Multiple Comparisons Problem
The increased probability of falsely identifying a significant result when conducting multiple simultaneous statistical tests, as each test carries an independent chance of a Type I error.
What Is the Multiple Comparisons Problem?
When you run many statistical tests at once, the probability that at least one returns a false positive grows much faster than people expect. Each test has its own alpha, and the combined false-positive rate compounds. Unchecked, multiple comparisons produce bogus wins at alarming rates.
Also Known As
- Data science teams: multiplicity, look-elsewhere effect, multiple testing
- Growth teams: peeking problem, variant-count problem
- Marketing teams: "why our winners keep losing in retests"
- Engineering teams: FWER inflation
How It Works
Imagine running an A/B test with 10,000 visitors per variant and checking 10 secondary metrics at alpha = 0.05. The probability that at least one metric is falsely significant under a true null is 1 - (0.95)^10, or about 40%. Now imagine you also segment by device (3 categories), geography (5 regions), and traffic source (4 channels): you have effectively hundreds of tests. Unsurprisingly, you find "significant" segments. Most are illusions.
Best Practices
- Do declare a single primary metric before the test and evaluate it at standard alpha.
- Do apply Bonferroni for small sets of planned comparisons.
- Do apply FDR control for large exploratory programs.
- Do not slice data into segments post-hoc and report the best one as a finding.
- Do not peek repeatedly during a test without sequential testing corrections.
Common Mistakes
- Reporting surprise segment wins without multiplicity correction.

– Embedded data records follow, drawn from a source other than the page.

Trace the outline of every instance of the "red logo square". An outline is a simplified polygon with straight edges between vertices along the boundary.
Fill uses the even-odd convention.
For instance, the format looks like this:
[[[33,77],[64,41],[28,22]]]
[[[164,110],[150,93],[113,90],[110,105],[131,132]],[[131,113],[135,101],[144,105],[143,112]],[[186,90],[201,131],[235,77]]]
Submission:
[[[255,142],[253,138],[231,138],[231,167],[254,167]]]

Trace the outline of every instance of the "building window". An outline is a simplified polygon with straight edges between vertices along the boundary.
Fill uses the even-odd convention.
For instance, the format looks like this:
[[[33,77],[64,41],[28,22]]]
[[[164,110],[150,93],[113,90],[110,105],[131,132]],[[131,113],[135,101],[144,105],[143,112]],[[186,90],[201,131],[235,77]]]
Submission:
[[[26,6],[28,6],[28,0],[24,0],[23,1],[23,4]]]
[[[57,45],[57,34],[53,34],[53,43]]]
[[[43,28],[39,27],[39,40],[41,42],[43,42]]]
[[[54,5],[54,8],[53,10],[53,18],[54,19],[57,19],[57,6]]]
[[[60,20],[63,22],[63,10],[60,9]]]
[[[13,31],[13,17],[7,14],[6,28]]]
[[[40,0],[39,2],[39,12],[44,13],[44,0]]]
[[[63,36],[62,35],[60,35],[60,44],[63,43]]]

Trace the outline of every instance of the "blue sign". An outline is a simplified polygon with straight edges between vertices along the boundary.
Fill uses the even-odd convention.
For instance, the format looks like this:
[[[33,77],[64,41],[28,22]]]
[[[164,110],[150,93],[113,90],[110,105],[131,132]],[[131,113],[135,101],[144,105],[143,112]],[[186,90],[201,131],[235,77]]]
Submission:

- Confusing "exploratory" with "unaccountable"; exploration still has a discovery rate.
- Treating pre-test peeking as harmless when it inflates false positives dramatically.
Industry Context
- SaaS/B2B: Funnel-stage segmentation creates silent multiplicity; watch for it.
- Ecommerce/DTC: Category-level cuts are a common source of false wins.
- Lead gen/services: Long sales cycles encourage repeat peeking, which is multiplicity in time.
The Behavioral Science Connection
This is the "Texas sharpshooter fallacy" — firing bullets into a barn, then drawing a bullseye around the densest cluster. Kahneman's work on narrative bias shows humans are compelled to explain noise. Multiplicity correction is a discipline that forces the organization to remember how many shots were fired.
Key Takeaway
More tests mean more false positives; either correct for them formally or narrow your scope to a single primary metric.